Installing and Configuring Karpenter on Fargate for Autoscaling in Amazon EKS

Customers seeking to architect their Kubernetes cluster for best practices maximise on autoscaling which is an important concept in the AWS well-architected framework. As workloads increases and often times with changing compute capacity requirements, organizations wants to adapt to these changes but with concerns for selecting the resource types and sizes optimized for workload requirements and ultimately avoid unnecessary costs.

Karpenter is an open-source cluster autoscaler that automatically provisions new nodes in response to unschedulable pods in Kubernetes cluster. With Karpenter, you don’t need to create several node groups to achieve flexibility and diversity if you want to isolate nodes based on operating systems or compute type.
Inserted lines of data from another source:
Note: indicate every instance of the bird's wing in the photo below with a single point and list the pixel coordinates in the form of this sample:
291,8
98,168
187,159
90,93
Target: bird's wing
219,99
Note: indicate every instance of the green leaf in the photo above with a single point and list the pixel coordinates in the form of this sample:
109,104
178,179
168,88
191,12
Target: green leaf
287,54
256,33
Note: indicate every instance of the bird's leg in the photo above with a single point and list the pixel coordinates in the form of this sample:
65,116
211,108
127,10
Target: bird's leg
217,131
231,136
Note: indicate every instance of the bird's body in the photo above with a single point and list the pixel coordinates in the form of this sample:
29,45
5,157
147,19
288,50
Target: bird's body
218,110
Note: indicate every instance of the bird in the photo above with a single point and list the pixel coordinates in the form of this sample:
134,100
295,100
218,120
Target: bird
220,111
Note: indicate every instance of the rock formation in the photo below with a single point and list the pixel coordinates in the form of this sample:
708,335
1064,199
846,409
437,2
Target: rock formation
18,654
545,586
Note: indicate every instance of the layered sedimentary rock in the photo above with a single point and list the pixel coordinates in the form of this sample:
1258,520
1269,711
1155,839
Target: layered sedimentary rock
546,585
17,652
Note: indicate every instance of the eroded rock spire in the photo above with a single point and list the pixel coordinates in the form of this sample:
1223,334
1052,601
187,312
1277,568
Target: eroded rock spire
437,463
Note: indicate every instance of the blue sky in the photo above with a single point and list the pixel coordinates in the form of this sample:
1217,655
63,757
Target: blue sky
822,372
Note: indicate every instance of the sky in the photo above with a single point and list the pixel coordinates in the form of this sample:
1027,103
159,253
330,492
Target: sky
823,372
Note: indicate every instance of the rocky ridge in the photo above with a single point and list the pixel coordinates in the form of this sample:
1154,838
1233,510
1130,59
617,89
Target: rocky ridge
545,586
For example, you may have a cluster that consist of GPU, CPU and Habana Gaudi accelerators instance types, to achieve this without Karpenter, you will need to create dedicated node groups for each instance type and use nodeSelectors to achieve node selection constraint.

When you deploy Karpenter in your Kubernetes cluster, it installs the Karpenter controller and a webhook pod that must be in running state before the controller can be used for scaling your cluster. This would require a minimum of one small node group with at least one worker node. As an alternative, you can run these pods on EKS Fargate by creating a Fargate profile for the karpenter namespace. Doing so will cause all pods deployed into this namespace to run on EKS Fargate.

Image not found

About
✅ AWS experience	200 - Intermediate
⏱ Time to complete	30 minutes
🧩 Prerequisites	- AWS Account
📢 Feedback	Any feedback, issues, or just a 👍 / 👎 ?
⏰ Last Updated	2024-01-19

Prerequisites

Before you begin this tutorial, you need to:

Install the latest version of kubectl. To check your version, run: kubectl version.
Install the latest version of eksctl. To check your version, run: eksctl info.
Install the latest version of Helm CLI

Overview

Using the eksctl cluster template that follows, you'll build an Amazon EKS cluster with Fargate profile to provide the compute capacity we need to run the core clusters components in the karpenter and kube-system namespaces. It configures the following components:

Fargate Profile: AWS Fargate is a compute engine for EKS that removes the need to configure, manage, and scale EC2 instances. Fargate ensures Availability Zone spread while removing the complexity of managing EC2 infrastructure and works to ensure that pods in a Replica Service are balanced across Availability Zones.
Authentication: Necessary IAM Roles for Service Accounts (IRSAs) mappings to enable communication between Kubernetes pods and AWS services. This includes the Karpenter Controller responsible for provisioning EC2 compute capacity needed in the cluster. Additionally, an OpenID Connect (OIDC) endpoint enables seamless and secure communication.
Identity Mappings: Necessary mapping for the Karpenter IAM principal and the required cluster's role-based access control (RBAC) configuration in the Amazon EKS control plane.
Sample Application Deployment: Create a sample deployment to validate that Karpenter autoscales compute capacity needed as pod counts increase.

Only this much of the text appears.